I exaggerate a little. I was reasonably restrained until the last evening, when I got quite carried away in a tapas bar in Fuengirola. After enjoying ice-cold beer as  aperitif, I foolishly guzzled  Rioja with the meal and got stuck into dessert wine with my tiramisu. I was in fine fettle by 11am and kept pestering LSB to let me adopt a small Chinese child. I even dragged the father-in-law into the debate. ‘You could take a pivotal role,’ I told him, with some gusto. ‘I’ve done my child rearing,’ he said firmly, giving his son a sympathetic look.

It was all great fun until the next day when our bus to the airport took the most dreadfully circuitous route and the combination of heat, hangover, and perhaps a dodgy langoustine in my Pil Pil Prawns left me feeling most nauseous. I was so ill and sweaty and quite beyond speech that no one came near me and I was left to sit alone on the bus, undisturbed in my misery. I suppose there is always a silver lining when one looks for it.

Incidentally, there is FORM to my wanting an Asian child. It was always a thought of mine that I might adopt, even long before I had shacked up with LSB and had my own pair. A former partner had to rein me in on a trip to Cambodia, when I kept harassing American parents about how they came by their Asian children. ‘Why can’t we just do World Vision like everyone else,’ he had grumbled.

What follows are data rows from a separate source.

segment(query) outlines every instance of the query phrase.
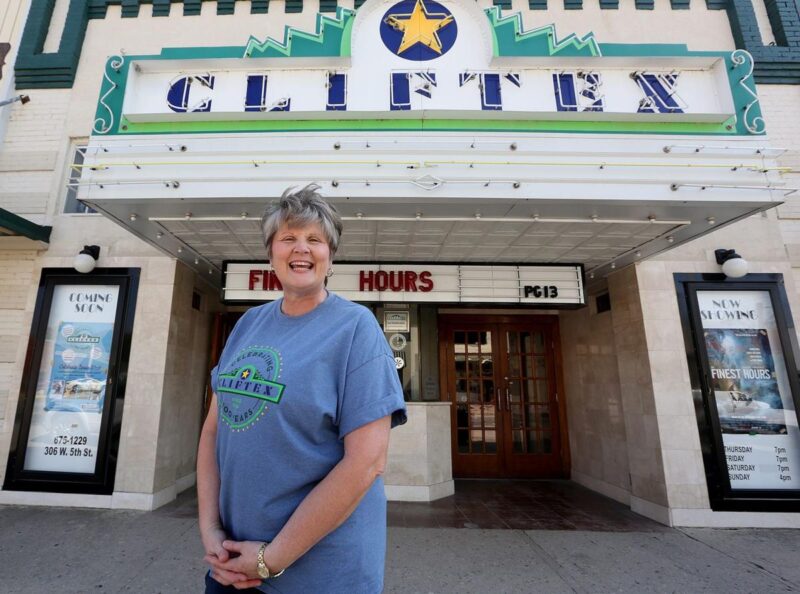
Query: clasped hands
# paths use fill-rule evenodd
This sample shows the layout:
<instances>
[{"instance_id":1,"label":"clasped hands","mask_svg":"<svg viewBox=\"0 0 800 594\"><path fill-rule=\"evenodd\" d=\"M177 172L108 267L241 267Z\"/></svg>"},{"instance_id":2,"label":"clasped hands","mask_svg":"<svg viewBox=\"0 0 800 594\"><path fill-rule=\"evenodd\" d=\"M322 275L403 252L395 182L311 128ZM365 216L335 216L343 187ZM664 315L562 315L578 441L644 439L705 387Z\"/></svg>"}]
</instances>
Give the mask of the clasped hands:
<instances>
[{"instance_id":1,"label":"clasped hands","mask_svg":"<svg viewBox=\"0 0 800 594\"><path fill-rule=\"evenodd\" d=\"M260 542L230 540L222 530L214 531L203 541L206 549L203 561L211 566L212 578L237 590L261 585L257 571Z\"/></svg>"}]
</instances>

Anyway, you can just imagine LSB’s delight when we arrived at our resort and there was a lovely couple from Galway with FOUR children,  one of whom was their biological child and the other three hailed from Mexico and China respectively. The little Chinese fellow took a great liking to me and I spent a great deal of the holiday with him slung round my neck, finding it quite hard to relinquish him to his mother. ‘Oh dear God, she has him again,’ I heard LSB mutter to his dad at least once.

Gosh, I digressed terribly there. What I’m trying to articulate, badly, is that over the summer I come quite UNDONE, and perhaps go a little berserk. Although I wheel the kids into various summer schemes, (this week, Playball, last week, tennis at Stranmillas Boat Club, both excellent) we are all out of our routines and I’m beginning to think that I actually quite like a routine to keep me functioning like a normal person. Without one, I feel like a cartoon motorcar, careening down a hill helter-skelter with hubcaps flying, then boot and bonnet, wheels and all, until it lands, a hissing steaming wreck, fit for nothing.

But I’ve so much to write about, not least the wonderful John Hewitt Summer School for which I was lucky enough to receive a bursary and attended last week. I was almost over-saturated by culture and was left reeling altogether by the quality of the poets and novelists who shared their work with us. I did the most wonderful memoir workshop with Ferdia Mac Anna who recommends ‘bum glue’ as a means to getting started, and I took his advice tonight and just SAT DOWN and blattered something out.  I’ll write more about the whole experience again, when a small child is not running around, at 21-34pm holding a colouring book and singing PEPPA PIG, FA LA LA LA LA LA LA LA LA LA, with tremendous vigour.

If you’re in anyway religious, say a few prayers. If not, say them anyway. I need them this evening.